Species: Mouse
Genes: APP, PSEN1
Mutations: APP K670_M671delinsNL (Swedish), APP I716V (Florida), APP V717I (London), PSEN1 M146L (A>C), PSEN1 L286V
Modification: APP: Transgenic; PSEN1: Transgenic
Disease Relevance: Alzheimer's Disease
Strain Name: B6.Cg-Tg(APPSwFlLon,PSEN1*M146L*L286V)6799Vas/Mmjax
Genetic Background: C57BL6
Availability: Available from The Jackson Laboratory, JAX MMRRC Stock# 034848. Research with this model is available from Scantox Neuro.

Summary

5xFAD mice express human APP and PSEN1 transgenes with a total of five AD-linked mutations: the Swedish (K670N/M671L), Florida (I716V), and London (V717I) mutations in APP, and the M146L and L286V mutations in PSEN1. 5xFAD mice were originally created on a hybrid B6SJL background (mice on this background are described elsewhere). However, many laboratories preferred to use mice on a C57BL6 background, and have since generated their own congenic lines through backcrossing. 5xFAD mice on a C57BL/6J background are commercially available through Jackson Labs.

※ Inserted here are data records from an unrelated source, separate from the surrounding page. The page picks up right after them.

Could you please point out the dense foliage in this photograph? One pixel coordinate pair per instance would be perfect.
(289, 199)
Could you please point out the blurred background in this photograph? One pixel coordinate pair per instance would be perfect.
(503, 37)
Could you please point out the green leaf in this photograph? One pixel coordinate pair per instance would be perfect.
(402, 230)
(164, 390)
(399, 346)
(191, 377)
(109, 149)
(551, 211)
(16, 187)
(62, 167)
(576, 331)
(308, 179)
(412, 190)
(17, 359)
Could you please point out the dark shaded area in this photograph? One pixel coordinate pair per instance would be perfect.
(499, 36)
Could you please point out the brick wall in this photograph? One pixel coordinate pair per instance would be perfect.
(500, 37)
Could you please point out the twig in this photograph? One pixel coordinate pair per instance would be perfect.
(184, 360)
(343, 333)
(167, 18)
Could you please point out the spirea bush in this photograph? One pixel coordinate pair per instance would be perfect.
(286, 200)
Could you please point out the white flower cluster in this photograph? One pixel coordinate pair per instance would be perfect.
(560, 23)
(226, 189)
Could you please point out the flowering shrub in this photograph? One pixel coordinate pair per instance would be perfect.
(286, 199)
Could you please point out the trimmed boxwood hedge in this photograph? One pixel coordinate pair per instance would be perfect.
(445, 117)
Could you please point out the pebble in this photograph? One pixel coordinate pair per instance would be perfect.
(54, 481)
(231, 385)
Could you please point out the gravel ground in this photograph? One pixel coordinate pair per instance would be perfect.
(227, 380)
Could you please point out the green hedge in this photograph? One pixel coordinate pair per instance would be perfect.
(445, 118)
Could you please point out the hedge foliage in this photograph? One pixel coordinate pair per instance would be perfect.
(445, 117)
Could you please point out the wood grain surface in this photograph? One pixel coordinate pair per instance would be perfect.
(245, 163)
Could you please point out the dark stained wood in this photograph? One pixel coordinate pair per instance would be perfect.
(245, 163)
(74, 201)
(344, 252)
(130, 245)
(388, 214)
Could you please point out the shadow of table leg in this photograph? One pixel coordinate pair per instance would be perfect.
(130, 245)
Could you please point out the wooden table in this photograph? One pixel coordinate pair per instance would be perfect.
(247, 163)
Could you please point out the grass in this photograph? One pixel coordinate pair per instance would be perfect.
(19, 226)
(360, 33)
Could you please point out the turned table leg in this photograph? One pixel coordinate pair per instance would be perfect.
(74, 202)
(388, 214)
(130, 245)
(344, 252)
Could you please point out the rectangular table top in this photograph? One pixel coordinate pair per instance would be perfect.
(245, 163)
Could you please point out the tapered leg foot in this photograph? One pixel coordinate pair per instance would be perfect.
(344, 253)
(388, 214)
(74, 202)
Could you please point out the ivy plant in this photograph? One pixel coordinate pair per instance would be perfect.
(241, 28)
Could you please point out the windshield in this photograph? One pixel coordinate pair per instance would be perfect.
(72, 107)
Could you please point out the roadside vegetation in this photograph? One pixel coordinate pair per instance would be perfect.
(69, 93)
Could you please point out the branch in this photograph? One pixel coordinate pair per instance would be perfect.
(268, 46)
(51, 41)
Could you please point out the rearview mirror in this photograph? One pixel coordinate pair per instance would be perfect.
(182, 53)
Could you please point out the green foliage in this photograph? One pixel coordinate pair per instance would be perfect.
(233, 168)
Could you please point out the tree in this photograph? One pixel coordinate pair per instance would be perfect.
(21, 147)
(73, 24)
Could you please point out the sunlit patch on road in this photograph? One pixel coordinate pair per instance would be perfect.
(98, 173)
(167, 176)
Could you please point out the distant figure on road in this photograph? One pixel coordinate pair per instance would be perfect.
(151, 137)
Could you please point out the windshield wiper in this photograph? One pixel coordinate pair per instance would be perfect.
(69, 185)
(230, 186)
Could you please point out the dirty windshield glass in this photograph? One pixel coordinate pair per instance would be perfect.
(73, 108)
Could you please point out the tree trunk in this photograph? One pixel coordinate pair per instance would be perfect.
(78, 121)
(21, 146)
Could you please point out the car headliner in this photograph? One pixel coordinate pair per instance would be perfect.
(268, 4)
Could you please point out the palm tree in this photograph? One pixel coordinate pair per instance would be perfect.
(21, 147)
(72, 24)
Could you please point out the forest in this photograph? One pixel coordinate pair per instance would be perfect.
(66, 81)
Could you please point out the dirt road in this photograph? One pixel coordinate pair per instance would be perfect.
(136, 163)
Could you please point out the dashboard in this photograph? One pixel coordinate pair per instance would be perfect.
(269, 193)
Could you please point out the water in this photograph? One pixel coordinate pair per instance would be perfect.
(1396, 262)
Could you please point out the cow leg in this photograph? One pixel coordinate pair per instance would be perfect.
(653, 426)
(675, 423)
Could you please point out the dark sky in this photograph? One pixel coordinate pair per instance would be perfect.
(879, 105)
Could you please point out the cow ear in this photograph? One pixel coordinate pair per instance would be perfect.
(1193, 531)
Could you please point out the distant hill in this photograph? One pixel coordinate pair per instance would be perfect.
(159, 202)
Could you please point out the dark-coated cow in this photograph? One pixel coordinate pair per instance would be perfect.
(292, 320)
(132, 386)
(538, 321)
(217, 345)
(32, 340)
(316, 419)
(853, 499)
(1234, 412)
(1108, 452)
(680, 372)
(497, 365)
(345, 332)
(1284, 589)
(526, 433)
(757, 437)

The descriptions on this page refer to mice hemizygous for the APP and PSEN1 transgenes. Compared with hemizygous 5xFAD mice, animals homozygous for the transgenes exhibit more severe amyloid pathology; behavioral deficits are also more severe and/or have an earlier age of onset (Richard et al., 2015).

Neuropathology

Amyloid pathology appears earliest and is most severe in the subiculum and cortical layer V. Human APP was detected by immunohistochemistry in subicular and layer V pyramidal neurons in animals as young as 16 days, and intraneuronal Aβ was seen in these neurons at 6 weeks (Richard et al., 2015). Extracellular amyloid plaques were detected by immunohistochemistry in hippocampus, cortex, and thalamus of 2-month animals (Richard et al., 2015). Intraneuronal Aβ and extracellular plaques were also observed in spinal cord by 3 months, the youngest age examined (Jawhar et al., 2012). Thioflavin-S-positive plaques emerge between 2 and 4 months in frontal, parietal, entorhinal cortices and dentate gyrus (Giannoni et al., 2016). Plaques in 5xFAD mice were found to contain N-terminally-truncated Aβ (Guzmán et al., 2014; Savastano et al., 2015; Wirths et al., 2017).

Dystrophic neurites (Jawhar et al., 2012), microgliosis, and astrogliosis (Giannoni et al., 2016) are associated with amyloid plaques in this model.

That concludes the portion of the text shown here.